I have come to the conclusion that, aside from Leeks himself, the worst culprit is Crown Law, which has gone out of its way to get the Crown off the hook.
Which is why questions about Lake Alice go all the way to the ninth floor of the Beehive. The 2001 out-of-court settlement with victims, engineered by Helen Clark, was supposed to look magnanimous at the time. But on closer examination it looks like a way of avoiding the scrutiny of the courts or an independent inquiry.
Individual perpetrators of child abuse have a consistent habit of silencing their victims. At every stage of the 50-year saga that is Lake Alice, the state has chosen to do the same – or at least quieten them down. This started from day one. I have seen files written by paedophile staff, branding the children they were abusing as liars. When that child tells the police, they are ignored and returned to the hands of the perpetrators.
When one of the Lake Alice children, Leoni McInroe, became an adult and took legal action against the state, she was put through a nine-year ordeal of obfuscation, delays, bullying and intimidation by Crown Law. The police received 35 complaints, but lost 15 of them.
The state is not the only entity silencing victims. When I first started investigating state abuse, I interviewed Elizabeth Stanley, author of the book The Road to
Hell. Her publicist had tried to get interest from different media and was met with complete indifference.
There have been journalists over the past five decades who have done great work on the subject – Peter Trickett at the NZ
Herald in the 1970s, and Simon Collins, also of the Herald, in the 2000s. The problem is not individual journalists but their bosses who don’t see the value in getting to the bottom of what happened. The only reason I’ve been following this story for five years is because I’m a freelancer and don’t have an editor telling me to move on to something else.
The coverage is still uneven. During the Lake Alice hearing, evidence was given that a child had died while being electrocuted by Leeks. I was travelling at the time but in the following 24 hours I kept looking for media reports about it, and I couldn’t find any. Not prominently anyway. I would have thought a child being killed by a doctor using a practice that had no legitimacy as a medical treatment would have led every front page and bulletin. Apparently not.
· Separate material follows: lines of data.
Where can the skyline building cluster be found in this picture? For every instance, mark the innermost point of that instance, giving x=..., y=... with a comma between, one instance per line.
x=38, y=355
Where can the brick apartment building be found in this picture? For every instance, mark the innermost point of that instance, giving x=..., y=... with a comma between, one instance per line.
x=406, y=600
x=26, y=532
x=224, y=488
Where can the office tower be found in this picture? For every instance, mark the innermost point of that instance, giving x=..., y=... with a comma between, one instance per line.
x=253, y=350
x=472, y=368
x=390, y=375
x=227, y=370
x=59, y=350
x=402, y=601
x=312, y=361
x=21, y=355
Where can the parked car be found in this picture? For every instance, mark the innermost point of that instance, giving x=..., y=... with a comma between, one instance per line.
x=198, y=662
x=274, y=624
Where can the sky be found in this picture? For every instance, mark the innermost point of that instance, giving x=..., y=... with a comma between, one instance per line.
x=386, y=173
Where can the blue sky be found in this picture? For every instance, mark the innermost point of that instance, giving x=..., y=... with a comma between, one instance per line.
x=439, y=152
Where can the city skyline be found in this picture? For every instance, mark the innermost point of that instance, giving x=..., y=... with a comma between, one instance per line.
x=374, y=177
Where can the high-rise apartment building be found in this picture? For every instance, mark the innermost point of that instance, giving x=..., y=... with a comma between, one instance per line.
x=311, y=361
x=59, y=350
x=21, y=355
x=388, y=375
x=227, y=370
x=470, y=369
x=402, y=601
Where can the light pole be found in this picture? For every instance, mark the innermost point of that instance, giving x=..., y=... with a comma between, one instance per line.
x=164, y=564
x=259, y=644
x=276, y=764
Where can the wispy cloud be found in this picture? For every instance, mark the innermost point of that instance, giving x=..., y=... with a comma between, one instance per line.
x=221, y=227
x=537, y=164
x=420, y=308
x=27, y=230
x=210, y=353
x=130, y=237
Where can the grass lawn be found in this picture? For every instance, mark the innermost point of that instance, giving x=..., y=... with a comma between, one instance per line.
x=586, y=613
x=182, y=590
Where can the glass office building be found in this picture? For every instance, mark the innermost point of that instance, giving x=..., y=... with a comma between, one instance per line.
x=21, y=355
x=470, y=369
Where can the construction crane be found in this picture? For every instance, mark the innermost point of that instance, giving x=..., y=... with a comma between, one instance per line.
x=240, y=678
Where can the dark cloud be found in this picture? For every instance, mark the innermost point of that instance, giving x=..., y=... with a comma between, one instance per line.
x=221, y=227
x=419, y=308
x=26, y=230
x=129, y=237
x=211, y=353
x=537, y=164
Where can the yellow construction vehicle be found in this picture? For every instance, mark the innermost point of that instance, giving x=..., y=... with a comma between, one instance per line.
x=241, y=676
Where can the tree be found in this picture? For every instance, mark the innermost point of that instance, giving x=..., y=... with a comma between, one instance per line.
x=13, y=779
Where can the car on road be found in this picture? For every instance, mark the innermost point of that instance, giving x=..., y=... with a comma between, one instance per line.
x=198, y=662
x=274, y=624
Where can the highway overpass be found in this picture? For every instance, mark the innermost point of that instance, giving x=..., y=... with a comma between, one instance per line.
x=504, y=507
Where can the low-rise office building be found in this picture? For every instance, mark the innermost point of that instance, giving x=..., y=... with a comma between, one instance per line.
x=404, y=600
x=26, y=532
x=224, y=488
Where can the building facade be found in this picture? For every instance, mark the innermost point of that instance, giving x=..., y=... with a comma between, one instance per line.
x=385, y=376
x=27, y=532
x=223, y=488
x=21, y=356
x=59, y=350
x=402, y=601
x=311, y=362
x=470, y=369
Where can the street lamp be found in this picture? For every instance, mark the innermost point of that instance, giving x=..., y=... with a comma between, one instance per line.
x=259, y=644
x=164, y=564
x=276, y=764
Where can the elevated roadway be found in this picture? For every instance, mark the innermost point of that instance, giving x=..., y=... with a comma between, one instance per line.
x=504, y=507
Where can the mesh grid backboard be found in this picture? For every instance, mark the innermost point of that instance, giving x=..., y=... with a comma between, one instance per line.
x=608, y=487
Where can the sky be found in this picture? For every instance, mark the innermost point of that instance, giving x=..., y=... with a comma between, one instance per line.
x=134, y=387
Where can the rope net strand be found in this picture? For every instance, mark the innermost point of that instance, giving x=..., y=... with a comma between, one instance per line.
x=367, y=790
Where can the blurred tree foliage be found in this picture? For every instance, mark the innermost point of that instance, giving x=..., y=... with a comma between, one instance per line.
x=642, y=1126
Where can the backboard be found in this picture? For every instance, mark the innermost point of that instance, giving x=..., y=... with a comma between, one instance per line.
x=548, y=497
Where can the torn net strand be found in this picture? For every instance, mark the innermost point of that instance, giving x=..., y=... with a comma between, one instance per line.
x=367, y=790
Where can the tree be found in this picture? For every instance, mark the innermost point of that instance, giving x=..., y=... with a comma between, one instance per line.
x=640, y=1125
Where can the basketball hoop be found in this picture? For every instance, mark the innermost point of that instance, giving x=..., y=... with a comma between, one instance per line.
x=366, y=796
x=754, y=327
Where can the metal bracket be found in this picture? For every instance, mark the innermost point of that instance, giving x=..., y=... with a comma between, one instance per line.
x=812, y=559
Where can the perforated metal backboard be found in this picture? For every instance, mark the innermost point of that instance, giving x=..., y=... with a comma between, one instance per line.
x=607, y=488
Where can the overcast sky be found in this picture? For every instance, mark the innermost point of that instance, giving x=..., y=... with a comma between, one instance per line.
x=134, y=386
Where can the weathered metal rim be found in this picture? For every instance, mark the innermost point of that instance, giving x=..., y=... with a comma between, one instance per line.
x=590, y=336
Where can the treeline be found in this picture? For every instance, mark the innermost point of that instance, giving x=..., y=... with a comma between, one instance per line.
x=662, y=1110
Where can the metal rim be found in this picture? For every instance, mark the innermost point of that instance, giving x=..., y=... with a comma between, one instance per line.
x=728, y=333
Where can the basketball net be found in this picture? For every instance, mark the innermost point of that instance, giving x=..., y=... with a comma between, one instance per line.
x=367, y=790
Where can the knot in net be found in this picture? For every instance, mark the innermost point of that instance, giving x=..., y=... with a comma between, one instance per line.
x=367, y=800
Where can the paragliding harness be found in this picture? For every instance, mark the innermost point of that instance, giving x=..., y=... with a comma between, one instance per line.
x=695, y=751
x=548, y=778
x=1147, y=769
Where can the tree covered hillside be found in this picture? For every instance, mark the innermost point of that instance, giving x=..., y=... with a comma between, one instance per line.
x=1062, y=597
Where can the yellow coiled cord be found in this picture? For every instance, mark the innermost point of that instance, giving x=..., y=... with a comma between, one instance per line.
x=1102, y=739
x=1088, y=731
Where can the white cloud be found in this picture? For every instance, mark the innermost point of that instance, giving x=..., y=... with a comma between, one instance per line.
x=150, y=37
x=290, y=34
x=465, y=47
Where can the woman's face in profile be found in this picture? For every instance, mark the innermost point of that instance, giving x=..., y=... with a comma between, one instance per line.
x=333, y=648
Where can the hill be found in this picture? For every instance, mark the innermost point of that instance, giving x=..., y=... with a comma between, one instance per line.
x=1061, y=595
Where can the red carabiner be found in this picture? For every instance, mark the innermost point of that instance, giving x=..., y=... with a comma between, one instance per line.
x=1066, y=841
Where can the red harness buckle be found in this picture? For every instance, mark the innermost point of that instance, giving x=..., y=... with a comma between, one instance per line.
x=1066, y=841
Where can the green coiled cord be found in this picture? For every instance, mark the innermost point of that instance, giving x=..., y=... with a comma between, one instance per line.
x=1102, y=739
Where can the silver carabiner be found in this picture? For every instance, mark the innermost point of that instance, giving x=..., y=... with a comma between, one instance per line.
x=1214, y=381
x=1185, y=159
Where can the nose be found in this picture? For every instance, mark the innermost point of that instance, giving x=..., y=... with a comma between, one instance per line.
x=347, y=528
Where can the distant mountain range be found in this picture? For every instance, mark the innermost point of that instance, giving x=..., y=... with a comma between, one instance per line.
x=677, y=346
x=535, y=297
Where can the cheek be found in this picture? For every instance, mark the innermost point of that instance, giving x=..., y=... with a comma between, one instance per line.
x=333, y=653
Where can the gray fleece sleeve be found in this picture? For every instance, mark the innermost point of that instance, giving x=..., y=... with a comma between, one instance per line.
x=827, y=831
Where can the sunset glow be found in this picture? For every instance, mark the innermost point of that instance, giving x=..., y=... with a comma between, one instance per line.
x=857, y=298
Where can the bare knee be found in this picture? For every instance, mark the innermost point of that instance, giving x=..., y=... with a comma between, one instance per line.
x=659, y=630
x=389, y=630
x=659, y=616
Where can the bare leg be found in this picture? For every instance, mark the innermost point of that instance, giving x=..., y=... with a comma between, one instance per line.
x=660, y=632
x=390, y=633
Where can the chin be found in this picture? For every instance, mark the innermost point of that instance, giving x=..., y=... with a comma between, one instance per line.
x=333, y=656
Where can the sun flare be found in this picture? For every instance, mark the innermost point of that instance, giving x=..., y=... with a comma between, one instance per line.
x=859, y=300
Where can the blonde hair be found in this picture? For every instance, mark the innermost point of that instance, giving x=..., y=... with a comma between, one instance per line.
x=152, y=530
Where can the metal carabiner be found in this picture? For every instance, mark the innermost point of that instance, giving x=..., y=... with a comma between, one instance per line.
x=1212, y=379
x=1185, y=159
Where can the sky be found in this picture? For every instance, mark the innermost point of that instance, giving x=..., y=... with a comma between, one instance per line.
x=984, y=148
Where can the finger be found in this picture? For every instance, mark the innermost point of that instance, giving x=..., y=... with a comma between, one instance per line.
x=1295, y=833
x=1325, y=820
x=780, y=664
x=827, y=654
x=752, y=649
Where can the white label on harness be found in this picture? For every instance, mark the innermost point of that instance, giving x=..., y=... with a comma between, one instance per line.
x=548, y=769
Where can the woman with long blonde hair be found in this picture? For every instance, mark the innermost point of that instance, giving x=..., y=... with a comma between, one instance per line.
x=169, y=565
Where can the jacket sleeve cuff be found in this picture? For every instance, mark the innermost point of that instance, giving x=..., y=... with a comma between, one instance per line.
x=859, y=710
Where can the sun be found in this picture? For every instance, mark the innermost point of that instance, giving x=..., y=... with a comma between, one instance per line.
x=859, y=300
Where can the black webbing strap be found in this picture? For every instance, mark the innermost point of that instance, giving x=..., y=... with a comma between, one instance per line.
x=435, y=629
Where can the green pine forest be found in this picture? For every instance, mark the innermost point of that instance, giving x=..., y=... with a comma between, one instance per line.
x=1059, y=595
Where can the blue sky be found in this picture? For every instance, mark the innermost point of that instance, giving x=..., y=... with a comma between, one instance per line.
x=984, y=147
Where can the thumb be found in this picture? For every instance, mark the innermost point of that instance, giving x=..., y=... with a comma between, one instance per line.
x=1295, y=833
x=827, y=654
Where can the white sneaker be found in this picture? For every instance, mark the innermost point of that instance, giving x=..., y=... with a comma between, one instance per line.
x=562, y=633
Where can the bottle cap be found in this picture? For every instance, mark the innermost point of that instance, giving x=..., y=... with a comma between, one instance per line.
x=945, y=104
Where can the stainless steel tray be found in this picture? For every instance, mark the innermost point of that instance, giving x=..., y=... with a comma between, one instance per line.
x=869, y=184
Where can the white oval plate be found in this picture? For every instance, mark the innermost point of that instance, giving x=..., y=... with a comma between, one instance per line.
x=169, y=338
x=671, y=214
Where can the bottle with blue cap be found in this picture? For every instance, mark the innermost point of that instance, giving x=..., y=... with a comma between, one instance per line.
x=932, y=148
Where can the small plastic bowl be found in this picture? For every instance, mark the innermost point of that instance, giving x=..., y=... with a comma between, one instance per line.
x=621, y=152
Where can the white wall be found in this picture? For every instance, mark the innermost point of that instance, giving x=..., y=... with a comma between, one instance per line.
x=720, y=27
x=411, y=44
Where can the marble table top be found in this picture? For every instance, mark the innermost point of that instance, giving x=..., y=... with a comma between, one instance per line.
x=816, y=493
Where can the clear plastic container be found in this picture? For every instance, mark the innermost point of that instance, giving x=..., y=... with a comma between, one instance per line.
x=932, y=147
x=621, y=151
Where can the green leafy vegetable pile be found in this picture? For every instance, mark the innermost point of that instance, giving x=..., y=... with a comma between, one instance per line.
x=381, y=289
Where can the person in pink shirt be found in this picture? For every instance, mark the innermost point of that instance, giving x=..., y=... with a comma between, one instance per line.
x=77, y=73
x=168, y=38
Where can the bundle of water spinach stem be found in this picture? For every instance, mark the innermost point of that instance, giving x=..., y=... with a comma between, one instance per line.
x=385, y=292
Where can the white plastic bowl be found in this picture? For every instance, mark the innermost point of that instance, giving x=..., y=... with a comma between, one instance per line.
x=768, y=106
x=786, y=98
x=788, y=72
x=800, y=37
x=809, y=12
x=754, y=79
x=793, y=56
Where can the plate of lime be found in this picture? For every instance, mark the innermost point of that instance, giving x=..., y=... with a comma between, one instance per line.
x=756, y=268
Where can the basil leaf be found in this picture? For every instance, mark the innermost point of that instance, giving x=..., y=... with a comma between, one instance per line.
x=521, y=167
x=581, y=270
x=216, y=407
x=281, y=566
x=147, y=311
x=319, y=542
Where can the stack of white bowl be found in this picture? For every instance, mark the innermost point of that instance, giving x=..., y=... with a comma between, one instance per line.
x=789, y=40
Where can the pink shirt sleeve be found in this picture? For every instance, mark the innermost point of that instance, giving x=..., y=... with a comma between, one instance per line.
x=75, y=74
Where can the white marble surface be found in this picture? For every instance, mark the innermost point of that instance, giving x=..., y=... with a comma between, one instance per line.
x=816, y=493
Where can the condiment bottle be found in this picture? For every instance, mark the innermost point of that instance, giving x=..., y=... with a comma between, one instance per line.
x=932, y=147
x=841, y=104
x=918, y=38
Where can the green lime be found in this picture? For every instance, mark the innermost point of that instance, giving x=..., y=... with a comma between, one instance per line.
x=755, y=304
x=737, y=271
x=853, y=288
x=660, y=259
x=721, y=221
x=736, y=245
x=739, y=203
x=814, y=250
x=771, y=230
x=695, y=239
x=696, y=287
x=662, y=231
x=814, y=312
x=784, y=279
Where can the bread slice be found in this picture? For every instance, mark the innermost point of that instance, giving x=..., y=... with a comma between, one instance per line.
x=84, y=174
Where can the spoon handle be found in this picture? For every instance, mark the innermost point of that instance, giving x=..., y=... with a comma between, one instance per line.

So when does the Lake Alice story end? At what point can there be some kind of closure for victims?
In a sense, there isn’t any end point. As survivor Tyrone Marks puts it, the trauma of Lake Alice is tattooed through his body and mind. He can’t get over it, he’s just had to learn to live with it.
Another survivor we talk to in the podcast is Rangi Wickliffe. He goes so far as to say that he doesn’t like the word survivor. The trauma is so ongoing that he is still a victim.
Even in a best-case scenario this doesn’t change. The possibility of some last-minute justice has faded long ago.
Any small victory will come with caveats. If the police charge Leeks and/or others, that will be a hollow victory, given he is 93 and has failing health and mental capacity. Charging him now would also raise questions – why didn’t the previous two investigations in the 1970s and 2000s find the same evidence when it was even more available?
If the government decides to acknowledge the facts, apologise, take responsibility and pay out proper compensation, for many survivors it will simply mean something to pass on to their children. Many haven’t got a lot of time on the clock themselves. Far too many are already gone.
And if they are offered some kind of support for the trauma they have suffered, who is going to deliver it? The professions that not only put them in Lake Alice but failed to hold one of their own accountable?
This podcast can’t rectify the wrongs of the past 50 years either. But it is a small attempt to break the silence and give survivors the dignity of being heard. Please listen.